Another Friday morning, but I’m not feeling it this week.
Old, twitching health problems have spring up this morning, complicating a fragile, personal ecosystem — and making the end of the work week more than just a day on the calendar.
Added to the toasted brain is the arrival tonight of my younger brother, who I haven’t seen in nearly 30 years and he’ll be staying for a week, so a lot of my body’s rebellion probably stems from my intense anixiety on how the next seven days will play.
Changes in the normal routine always cause me problem at the outset, but usually correct themselves as time moves along — I just have to give it a spell.

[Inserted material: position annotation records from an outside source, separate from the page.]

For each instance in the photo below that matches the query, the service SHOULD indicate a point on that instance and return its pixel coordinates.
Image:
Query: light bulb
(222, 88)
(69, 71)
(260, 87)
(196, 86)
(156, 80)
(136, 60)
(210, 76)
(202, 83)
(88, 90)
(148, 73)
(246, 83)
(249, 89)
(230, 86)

The Onion comprehends: Sources nationwide are confirming this week that the current drought is bad and that water is very good. “We don’t like the drought,” local farmer Dan Rickey told reporters. “We like water.” At press time, sources are confirming that the drought is still happening and that it’s bad.
(Illustration found here).
Some humor on this particular Friday, however.
Four years ago, I thought John Mccain was the worst presidential candidate in US history, but now it’s fairly obvious how wrong that line of thinking.
Headline from yesterday’s Daily Mail in the UK: Mitt Romney’s Terrible, Horrible, No Good, Very Bad Day in London
And the clincher:
And then the incorrigible Mayor Boris Johnson turned the day into what one American reporter on the trip aptly described as a ‘Cat 4 manurestorm’ when he mocked Romney before 60,000 people.
‘I hear there’s a guy called Mitt Romney who wants to know whether we’re ready,’ Johnson shouted, in a performance more Viking than Anglo-Saxon.
‘Are we ready?
Yes we are!’
He then led the crowd in a chant of ‘Yes We Can,’ Obama’s famous campaign slogan from 2008.
‘Can we put on the greatest Olympics games that have ever been held?’ he asked.
‘Can we beat France? Yes we can!
Can we beat Australia?
Yes we can!’
And the Mail is a conservative, right-wing paper — it jumped on Johnson for his vocal display, calling it “…cheap and unbecoming.”
Romney also penned this shit about the UK (England?) in his nit-twit book, ‘No Apology,’ in which he wrote (via Foreign Policy):
England [sic] is just a small island.
Its roads and houses are small.
With few exceptions, it doesn’t make things that people in the rest of the world want to buy.
And if it hadn’t been separated from the continent by water, it almost certainly would have been lost to Hitler’s ambitions.
Yet only two lifetimes ago, Britain ruled the largest and wealthiest empire in the history of humankind.
Britain controlled a quarter of the earth’s land and a quarter of the earth’s population.
Well, anyway, Romney is not only a liar and a three-dollar phoney, but he’s also a complete asshole idiot.
And anyway, because of the upcoming visit this week, blogging time might be at a minimum — to the tiny, tender handful of folks who visit here keep an eye on the funny because the other stuff is mostly melancholy-inducing.
In the delighted words of George Carlin: May the forces of evil become confused on the way to your house.